The candidate said he would have no problem hiring gays in his administration. Mentioning his gay nephew, Paladino said the discrimination he and others face is a "very ugly experience."
His comments came a day after he told Orthodox Jewish leaders he doesn't want children "brainwashed into thinking that homosexuality" is acceptable.
Paladino, who has received tea party support, made the remarks at a synagogue in Brooklyn's Williamsburg section while trying to strike a contrast between himself and his Democratic rival, state Attorney General Andrew Cuomo. Paladino said he chose not to march in this summer's gay pride parade but his opponent did.
"That's not how God created us," Paladino said Sunday of being gay, "and that's not the example that we should be showing our children."

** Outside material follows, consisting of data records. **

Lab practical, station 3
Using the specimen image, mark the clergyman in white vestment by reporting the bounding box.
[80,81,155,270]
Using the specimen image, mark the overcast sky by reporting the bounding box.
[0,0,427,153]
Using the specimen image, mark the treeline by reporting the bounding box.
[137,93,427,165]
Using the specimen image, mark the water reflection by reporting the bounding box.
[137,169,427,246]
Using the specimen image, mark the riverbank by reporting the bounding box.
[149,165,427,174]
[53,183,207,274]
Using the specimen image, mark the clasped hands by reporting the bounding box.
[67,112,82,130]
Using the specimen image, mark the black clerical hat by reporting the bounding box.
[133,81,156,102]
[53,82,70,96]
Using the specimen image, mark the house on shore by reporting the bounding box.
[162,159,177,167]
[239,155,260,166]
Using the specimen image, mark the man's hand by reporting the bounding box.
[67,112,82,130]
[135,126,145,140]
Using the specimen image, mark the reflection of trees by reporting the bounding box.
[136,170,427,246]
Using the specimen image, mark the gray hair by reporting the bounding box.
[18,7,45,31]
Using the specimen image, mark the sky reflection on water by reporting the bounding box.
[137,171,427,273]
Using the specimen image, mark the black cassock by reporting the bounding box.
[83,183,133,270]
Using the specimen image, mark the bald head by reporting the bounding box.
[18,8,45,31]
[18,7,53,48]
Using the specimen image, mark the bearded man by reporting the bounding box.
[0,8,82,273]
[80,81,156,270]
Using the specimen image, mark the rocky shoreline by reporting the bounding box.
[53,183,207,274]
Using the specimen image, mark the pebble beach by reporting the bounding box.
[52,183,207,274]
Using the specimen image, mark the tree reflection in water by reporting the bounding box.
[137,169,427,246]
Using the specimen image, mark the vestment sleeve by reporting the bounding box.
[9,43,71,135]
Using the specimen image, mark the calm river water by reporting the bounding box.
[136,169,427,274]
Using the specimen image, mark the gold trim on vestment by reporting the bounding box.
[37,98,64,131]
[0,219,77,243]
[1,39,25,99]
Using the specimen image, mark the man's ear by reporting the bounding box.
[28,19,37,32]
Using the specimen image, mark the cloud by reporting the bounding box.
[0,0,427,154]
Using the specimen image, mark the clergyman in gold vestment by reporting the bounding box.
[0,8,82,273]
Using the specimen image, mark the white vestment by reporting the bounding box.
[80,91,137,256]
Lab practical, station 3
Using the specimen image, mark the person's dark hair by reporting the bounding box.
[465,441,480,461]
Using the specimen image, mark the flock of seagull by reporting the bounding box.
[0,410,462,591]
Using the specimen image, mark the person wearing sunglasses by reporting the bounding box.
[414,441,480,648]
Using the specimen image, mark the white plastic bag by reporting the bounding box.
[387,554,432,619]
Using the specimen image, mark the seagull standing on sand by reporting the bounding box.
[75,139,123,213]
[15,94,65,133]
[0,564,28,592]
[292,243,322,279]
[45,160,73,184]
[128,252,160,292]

He also told the congregation that children who later in life choose to marry people of the opposite sex and raise families would be "much better off and much more successful."
On ABC's "Good Morning America," he elaborated on that, saying "I only have one problem with homosexuality, and that's their desire to be married, and beyond that I don't have a problem whatsoever."
Asked Monday on ABC if his comments could be seen as insensitive in light of a brutal gay-bashing incident in which two teenage boys and a man were tortured in the Bronx, Paladino said no, adding that he believed his "comments were directed at the confusion that people have had over this issue.
"I wanted to clearly distinguish that my feelings about homosexuality were no different than those of the Catholic Church. I'm a Catholic. ... I wanted to make it clear what my position was and I think I clearly defined it," he added.
On both ABC and NBC, Paladino said he crossed out a line from his prepared text at the synagogue that stated: "There is nothing to be proud of in being a dysfunctional homosexual."
"I did not say that. It's unacceptable. I crossed it out in the car. I did not say it," he said on "Today."
He said he didn't know who included it in a draft of his remarks, but it was not a member of his staff.
On "Good Morning America," he added that even though he chose not to make those comments, someone at the synagogue distributed his original prepared remarks that included that wording.
"I refused to say that because it's not true. It's not how I feel about things," he said.
A message left at the synagogue early Monday was not immediately returned.